Vegan Kung Pao Cauliflower

Vegan Kung Pao Cauliflower


Cauliflower 1 head
Olive Oil 2 Tablespoons
Kosher Salt 1/4 teaspoon
Gluten Free Tamari or Low Sodium Soy Sauce 3 Tablespoons
Rice Vinegar 1 Tablespoon
Chili Paste Sambal Oelek 1 Tablespoon
Sesame Oil 1 teaspoon
Fresh Grated Ginger 1 Tablespoon
Brown Sugar/Coconut Sugar 1 teaspoon
Water 3 Tablespoons
Cornstarch 2 teaspoons

Lettuce Tacos

Boston or Butter Lettuce Leaves 6-8
Salted Roasted Cashews 1/2 Cup
Cilantro 1/4 Cup
Sliced Hothouse Cucumber 1/2
Green Onions 3-4


A great vegan take on Kung Pao Chicken. It is very spicy so if you want to tame it a bit use half the amount of Sambal Oelek which you can find in the Asian section of your grocery store.
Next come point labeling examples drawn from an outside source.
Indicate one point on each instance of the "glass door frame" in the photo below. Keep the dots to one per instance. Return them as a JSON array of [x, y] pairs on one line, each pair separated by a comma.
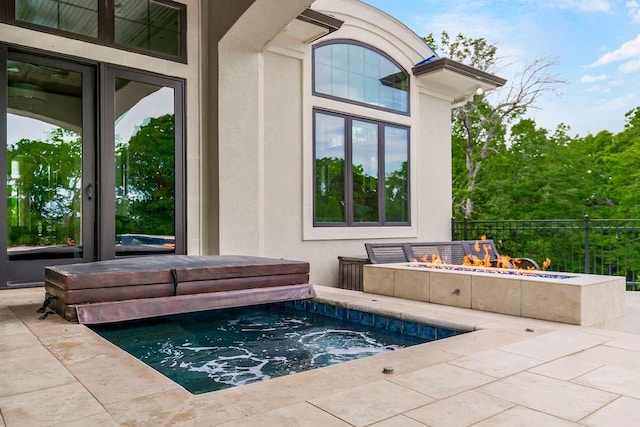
[[18, 272], [98, 163], [106, 185]]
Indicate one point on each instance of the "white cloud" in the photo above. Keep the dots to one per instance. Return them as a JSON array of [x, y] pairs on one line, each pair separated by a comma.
[[630, 67], [633, 11], [627, 50], [588, 78], [586, 5], [621, 103]]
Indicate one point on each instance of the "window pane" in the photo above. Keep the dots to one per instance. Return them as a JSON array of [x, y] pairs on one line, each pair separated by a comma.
[[149, 25], [329, 168], [145, 168], [396, 160], [44, 162], [74, 16], [364, 140], [361, 75]]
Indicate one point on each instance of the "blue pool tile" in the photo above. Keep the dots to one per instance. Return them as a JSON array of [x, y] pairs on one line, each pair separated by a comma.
[[354, 315], [427, 332], [445, 333], [366, 318], [395, 326], [381, 322], [341, 313], [313, 307], [410, 328], [329, 310]]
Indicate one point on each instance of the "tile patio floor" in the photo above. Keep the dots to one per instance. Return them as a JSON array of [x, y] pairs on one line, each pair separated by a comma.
[[511, 372]]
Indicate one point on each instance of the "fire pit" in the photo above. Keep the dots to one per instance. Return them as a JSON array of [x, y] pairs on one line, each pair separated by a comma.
[[579, 299]]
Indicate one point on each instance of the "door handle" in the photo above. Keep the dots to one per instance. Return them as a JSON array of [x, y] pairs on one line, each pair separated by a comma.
[[90, 192]]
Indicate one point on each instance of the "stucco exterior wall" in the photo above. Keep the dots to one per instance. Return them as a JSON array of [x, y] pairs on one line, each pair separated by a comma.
[[288, 138]]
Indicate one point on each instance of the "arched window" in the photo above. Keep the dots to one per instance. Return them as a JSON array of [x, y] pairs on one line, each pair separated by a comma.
[[361, 163], [350, 71]]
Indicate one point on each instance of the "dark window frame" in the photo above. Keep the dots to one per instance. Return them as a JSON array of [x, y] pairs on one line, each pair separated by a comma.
[[106, 28], [348, 172], [351, 101]]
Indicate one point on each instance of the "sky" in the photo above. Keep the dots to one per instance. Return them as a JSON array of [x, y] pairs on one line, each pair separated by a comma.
[[594, 46]]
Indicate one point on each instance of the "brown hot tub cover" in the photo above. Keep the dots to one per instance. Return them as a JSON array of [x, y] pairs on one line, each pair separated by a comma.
[[135, 288]]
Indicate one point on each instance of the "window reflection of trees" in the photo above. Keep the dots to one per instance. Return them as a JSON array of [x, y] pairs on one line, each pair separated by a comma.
[[44, 190], [145, 190]]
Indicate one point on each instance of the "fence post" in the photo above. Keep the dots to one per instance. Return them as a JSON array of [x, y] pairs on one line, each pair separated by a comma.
[[587, 267], [453, 229], [466, 228]]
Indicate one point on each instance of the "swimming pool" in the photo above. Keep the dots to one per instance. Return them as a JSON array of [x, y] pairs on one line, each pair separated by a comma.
[[208, 351]]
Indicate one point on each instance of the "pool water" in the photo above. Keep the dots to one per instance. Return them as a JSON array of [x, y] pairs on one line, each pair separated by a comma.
[[208, 351]]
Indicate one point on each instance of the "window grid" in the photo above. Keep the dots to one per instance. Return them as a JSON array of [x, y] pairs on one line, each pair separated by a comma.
[[385, 194], [162, 32], [352, 72]]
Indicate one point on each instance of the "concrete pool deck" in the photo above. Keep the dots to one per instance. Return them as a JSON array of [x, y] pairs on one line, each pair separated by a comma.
[[511, 371]]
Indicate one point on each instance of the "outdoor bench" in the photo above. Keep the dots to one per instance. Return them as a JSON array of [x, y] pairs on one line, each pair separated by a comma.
[[142, 287]]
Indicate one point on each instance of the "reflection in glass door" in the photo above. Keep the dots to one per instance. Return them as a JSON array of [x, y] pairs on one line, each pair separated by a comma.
[[47, 206], [145, 162]]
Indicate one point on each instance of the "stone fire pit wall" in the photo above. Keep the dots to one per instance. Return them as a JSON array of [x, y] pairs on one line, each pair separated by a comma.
[[579, 299]]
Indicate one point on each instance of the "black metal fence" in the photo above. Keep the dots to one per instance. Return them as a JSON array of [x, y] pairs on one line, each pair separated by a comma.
[[596, 246]]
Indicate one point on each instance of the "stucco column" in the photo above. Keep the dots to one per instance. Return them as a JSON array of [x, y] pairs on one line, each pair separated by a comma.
[[240, 150], [241, 136]]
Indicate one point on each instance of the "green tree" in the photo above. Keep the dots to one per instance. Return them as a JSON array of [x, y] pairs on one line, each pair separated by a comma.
[[145, 194], [44, 189], [481, 125]]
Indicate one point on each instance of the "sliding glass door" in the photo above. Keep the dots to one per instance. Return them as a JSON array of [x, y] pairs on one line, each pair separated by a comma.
[[147, 153], [82, 186], [49, 153]]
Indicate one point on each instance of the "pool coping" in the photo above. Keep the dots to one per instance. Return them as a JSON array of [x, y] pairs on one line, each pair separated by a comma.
[[54, 371]]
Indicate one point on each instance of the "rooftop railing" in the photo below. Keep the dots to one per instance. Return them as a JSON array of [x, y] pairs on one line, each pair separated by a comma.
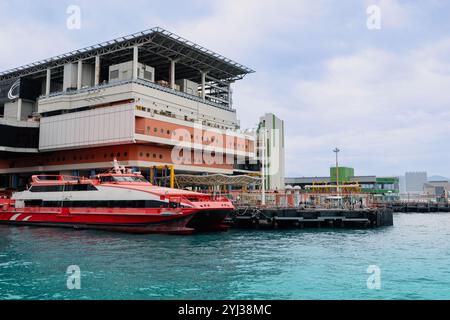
[[142, 82]]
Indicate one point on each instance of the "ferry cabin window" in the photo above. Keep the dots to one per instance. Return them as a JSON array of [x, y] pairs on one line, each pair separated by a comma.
[[113, 179], [141, 204], [64, 188]]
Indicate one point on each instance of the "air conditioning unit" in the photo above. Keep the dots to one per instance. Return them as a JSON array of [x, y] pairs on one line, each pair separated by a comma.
[[124, 71], [188, 86]]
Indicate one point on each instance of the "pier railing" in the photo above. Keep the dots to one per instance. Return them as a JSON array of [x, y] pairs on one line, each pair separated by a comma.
[[302, 200]]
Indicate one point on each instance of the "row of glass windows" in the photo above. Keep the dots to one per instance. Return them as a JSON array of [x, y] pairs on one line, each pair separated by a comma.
[[142, 204], [197, 138], [155, 156]]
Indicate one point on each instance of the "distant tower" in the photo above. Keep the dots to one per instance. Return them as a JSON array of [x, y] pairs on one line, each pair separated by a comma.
[[275, 151]]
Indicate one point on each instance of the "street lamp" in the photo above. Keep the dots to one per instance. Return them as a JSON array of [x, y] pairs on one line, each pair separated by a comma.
[[337, 150]]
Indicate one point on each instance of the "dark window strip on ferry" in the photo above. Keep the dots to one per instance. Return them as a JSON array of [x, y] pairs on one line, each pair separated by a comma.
[[64, 188], [141, 204]]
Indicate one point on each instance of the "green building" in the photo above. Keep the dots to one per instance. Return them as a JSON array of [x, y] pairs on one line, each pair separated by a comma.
[[386, 187]]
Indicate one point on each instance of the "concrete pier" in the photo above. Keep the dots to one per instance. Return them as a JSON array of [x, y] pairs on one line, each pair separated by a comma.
[[312, 218]]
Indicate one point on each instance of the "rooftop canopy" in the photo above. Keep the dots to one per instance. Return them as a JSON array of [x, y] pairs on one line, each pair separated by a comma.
[[216, 180], [156, 47]]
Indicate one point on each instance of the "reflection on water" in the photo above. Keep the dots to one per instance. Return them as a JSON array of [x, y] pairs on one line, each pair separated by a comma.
[[296, 264]]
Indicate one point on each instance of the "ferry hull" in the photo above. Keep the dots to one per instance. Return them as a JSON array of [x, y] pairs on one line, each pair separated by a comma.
[[139, 224], [209, 221]]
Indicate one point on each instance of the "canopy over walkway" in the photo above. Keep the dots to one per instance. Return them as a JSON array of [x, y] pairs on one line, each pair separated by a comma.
[[216, 180]]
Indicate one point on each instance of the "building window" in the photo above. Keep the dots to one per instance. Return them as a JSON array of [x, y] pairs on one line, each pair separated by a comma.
[[114, 74]]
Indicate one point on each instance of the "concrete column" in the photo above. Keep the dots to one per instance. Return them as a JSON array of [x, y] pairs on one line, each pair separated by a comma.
[[135, 62], [48, 82], [19, 109], [80, 75], [97, 71], [172, 74], [204, 85]]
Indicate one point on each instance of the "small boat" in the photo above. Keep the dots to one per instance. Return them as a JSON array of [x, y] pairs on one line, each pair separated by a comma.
[[120, 201]]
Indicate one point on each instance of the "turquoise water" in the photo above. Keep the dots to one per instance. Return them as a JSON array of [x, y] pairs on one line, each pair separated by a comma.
[[413, 256]]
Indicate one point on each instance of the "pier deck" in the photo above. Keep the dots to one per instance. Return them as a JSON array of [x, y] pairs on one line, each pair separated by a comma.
[[419, 207], [310, 218]]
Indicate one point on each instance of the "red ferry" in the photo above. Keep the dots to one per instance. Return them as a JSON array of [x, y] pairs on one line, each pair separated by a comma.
[[119, 201]]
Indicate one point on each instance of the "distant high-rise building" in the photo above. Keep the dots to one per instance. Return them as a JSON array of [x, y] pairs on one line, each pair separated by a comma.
[[415, 181]]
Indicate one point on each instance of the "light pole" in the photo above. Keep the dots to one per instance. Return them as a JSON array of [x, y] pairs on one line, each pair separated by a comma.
[[263, 165], [337, 169]]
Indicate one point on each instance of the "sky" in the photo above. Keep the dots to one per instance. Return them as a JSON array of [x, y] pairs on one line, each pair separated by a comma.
[[381, 95]]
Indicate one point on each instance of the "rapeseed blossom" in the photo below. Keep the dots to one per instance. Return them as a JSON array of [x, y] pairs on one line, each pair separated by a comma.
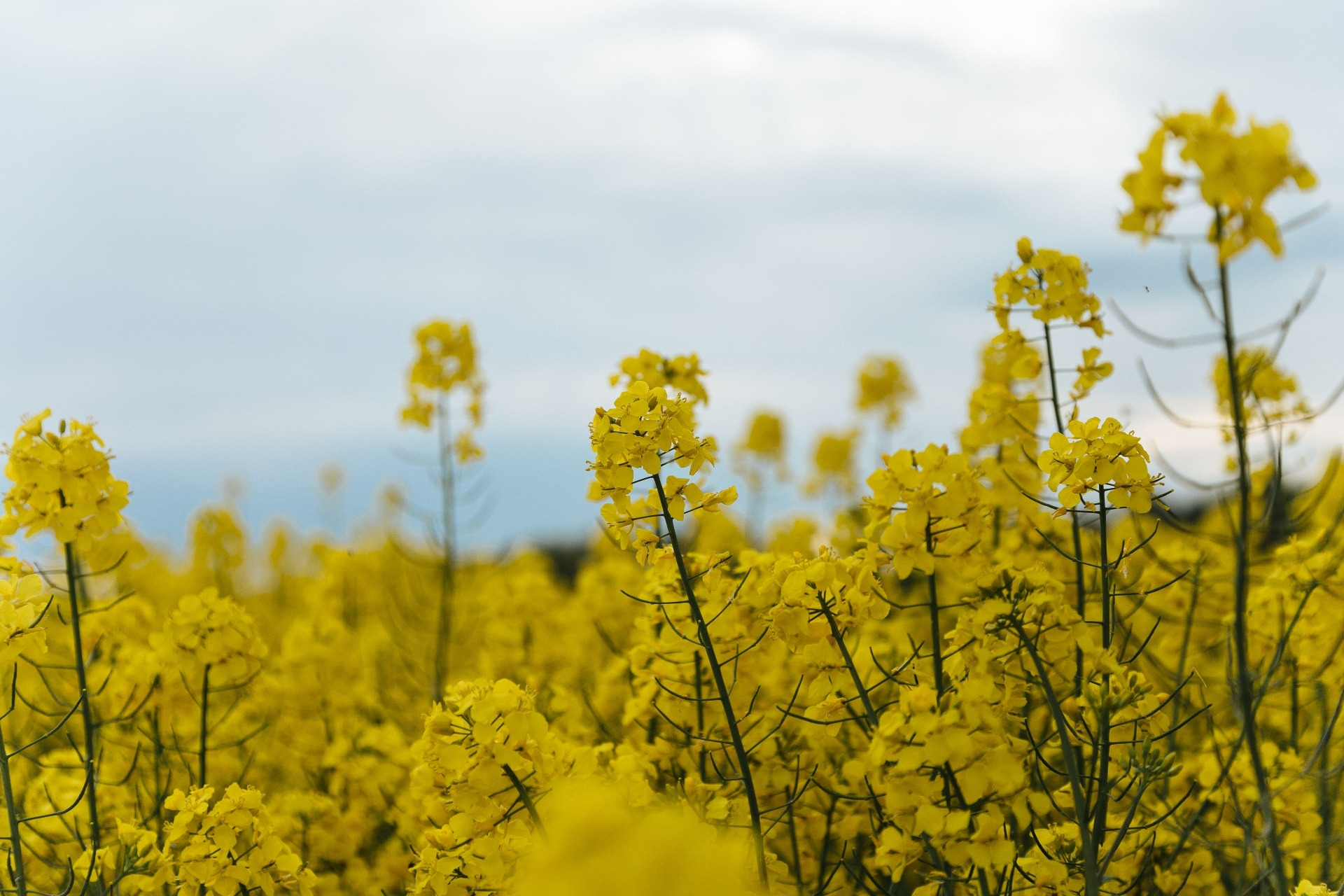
[[1002, 666]]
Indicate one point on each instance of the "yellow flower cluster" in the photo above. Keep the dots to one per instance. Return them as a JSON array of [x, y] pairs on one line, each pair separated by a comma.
[[445, 363], [62, 484], [210, 630], [230, 846], [641, 431], [999, 668], [883, 390], [1237, 174], [1098, 456]]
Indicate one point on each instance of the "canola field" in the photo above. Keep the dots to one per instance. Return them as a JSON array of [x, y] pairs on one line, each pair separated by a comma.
[[1003, 668]]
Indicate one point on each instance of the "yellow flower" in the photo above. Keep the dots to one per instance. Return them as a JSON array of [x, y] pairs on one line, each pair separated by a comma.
[[883, 388], [207, 629], [1089, 374], [641, 431], [20, 603], [682, 374], [1238, 172], [62, 484], [832, 464], [1053, 284], [445, 363], [1094, 456]]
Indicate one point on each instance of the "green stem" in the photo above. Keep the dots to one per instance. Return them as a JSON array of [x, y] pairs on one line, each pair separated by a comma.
[[934, 633], [526, 798], [18, 876], [1079, 582], [721, 685], [444, 629], [204, 722], [848, 662], [1102, 710], [85, 710], [1241, 583], [1092, 881]]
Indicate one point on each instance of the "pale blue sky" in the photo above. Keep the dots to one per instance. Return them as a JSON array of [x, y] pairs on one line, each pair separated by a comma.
[[220, 222]]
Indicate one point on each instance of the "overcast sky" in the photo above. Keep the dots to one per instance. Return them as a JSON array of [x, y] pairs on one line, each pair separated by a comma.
[[219, 223]]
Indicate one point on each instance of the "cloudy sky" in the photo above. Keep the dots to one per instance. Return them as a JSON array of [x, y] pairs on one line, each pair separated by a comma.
[[220, 222]]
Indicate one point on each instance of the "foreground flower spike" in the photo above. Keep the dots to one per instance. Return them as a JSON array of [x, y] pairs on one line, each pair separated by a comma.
[[682, 374], [62, 484], [641, 431], [445, 370], [1237, 171], [1053, 284], [232, 846], [1100, 457]]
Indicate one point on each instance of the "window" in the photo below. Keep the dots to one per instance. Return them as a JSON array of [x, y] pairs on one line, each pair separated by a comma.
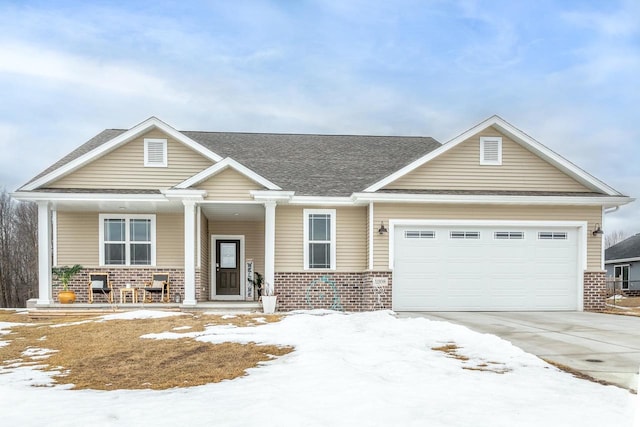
[[464, 234], [508, 235], [419, 234], [127, 239], [490, 150], [155, 153], [319, 239], [621, 274], [552, 235]]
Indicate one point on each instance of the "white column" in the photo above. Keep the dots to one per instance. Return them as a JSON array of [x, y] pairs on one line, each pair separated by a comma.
[[189, 253], [44, 254], [269, 242]]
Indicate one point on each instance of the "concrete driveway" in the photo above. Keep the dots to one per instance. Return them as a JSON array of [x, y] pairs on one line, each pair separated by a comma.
[[603, 346]]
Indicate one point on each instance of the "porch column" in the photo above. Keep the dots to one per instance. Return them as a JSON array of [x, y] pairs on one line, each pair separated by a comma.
[[189, 253], [269, 242], [44, 254]]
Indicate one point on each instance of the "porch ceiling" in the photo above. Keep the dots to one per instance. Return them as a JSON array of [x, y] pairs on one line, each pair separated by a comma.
[[233, 211]]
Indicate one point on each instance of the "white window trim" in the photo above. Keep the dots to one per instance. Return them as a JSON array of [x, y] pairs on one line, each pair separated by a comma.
[[101, 219], [485, 139], [622, 282], [148, 164], [332, 243]]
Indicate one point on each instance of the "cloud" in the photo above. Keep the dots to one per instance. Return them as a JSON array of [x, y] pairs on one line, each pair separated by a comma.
[[41, 62]]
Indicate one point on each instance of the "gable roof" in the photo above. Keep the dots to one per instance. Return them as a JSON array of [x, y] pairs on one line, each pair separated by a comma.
[[222, 165], [310, 165], [625, 250], [102, 144], [519, 137]]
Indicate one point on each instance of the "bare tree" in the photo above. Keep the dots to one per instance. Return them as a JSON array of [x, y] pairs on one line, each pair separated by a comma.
[[18, 251], [614, 237]]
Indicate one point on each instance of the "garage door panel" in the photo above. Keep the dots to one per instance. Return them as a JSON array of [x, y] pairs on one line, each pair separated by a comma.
[[487, 273]]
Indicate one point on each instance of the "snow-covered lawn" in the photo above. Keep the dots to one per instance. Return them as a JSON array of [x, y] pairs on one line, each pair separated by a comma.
[[366, 369]]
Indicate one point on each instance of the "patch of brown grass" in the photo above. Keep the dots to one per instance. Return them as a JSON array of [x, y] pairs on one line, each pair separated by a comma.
[[451, 350], [579, 374], [111, 355]]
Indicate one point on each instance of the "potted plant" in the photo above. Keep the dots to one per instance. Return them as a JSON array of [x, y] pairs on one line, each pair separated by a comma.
[[257, 282], [268, 299], [64, 274]]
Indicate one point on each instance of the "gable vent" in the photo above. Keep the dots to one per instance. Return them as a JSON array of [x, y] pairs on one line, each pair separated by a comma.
[[490, 151], [155, 153]]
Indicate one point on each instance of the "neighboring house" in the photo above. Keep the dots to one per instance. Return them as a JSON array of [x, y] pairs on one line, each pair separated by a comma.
[[622, 262], [491, 220]]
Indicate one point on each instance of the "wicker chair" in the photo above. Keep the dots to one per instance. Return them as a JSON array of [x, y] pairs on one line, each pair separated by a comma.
[[159, 284], [100, 284]]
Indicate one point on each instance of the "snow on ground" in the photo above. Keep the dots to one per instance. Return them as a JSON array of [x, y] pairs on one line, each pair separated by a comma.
[[368, 369]]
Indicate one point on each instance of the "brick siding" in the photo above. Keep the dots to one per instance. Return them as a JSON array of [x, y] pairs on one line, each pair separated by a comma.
[[595, 290], [334, 291]]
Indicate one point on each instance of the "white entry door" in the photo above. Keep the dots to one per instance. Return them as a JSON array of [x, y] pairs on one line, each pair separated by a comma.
[[485, 268]]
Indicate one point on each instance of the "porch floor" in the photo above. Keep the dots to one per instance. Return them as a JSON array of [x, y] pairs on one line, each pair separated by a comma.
[[76, 309]]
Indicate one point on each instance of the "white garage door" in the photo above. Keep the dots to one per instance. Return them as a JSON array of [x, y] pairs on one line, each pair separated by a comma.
[[485, 268]]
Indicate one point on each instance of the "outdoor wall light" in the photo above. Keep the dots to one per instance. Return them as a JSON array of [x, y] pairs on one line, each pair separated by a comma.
[[382, 228], [597, 231]]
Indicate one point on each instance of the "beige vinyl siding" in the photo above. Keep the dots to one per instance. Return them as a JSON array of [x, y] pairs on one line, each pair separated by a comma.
[[170, 240], [78, 239], [460, 169], [351, 236], [229, 185], [590, 214], [205, 266], [124, 168], [253, 232]]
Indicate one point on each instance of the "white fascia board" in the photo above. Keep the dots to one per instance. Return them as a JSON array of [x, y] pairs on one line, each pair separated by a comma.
[[31, 196], [272, 195], [519, 137], [491, 199], [321, 201], [618, 261], [222, 165], [184, 194], [125, 137]]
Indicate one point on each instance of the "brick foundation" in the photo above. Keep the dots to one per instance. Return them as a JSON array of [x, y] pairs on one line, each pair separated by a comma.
[[332, 291], [595, 290], [119, 278]]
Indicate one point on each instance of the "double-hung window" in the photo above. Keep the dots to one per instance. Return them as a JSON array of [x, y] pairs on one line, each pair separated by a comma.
[[127, 239], [319, 239]]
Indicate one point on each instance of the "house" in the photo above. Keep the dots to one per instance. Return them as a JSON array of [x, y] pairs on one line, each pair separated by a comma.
[[491, 220], [622, 262]]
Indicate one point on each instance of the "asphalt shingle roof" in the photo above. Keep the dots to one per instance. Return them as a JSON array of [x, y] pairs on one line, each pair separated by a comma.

You could also serve this with noodles or Rice.

I saw this recipe on

  1. Heat the oven to 425 Degrees.
  2. Cut the Cauliflower into small florets and place on a sheet pan and drizzle with the Olive Oil and sprinkle with Salt, toss with your hands until coated.  Roast for about 30 minutes, or until golden brown tossing once while cooking.
  3. While the Cauliflower is roasting combine the Tamari, Rice Vinegar, Sambal Oelek, Sesame Oil, Ginger, Brown Sugar, Water & Cornstarch.
  4. Heat the mixture over a medium high heat until thickened.
  5. Once the Cauliflower has finished cooking toss with the Sauce so its coated and serve with the Lettuce Leaves, Cucumber, Cilantro & Cashews.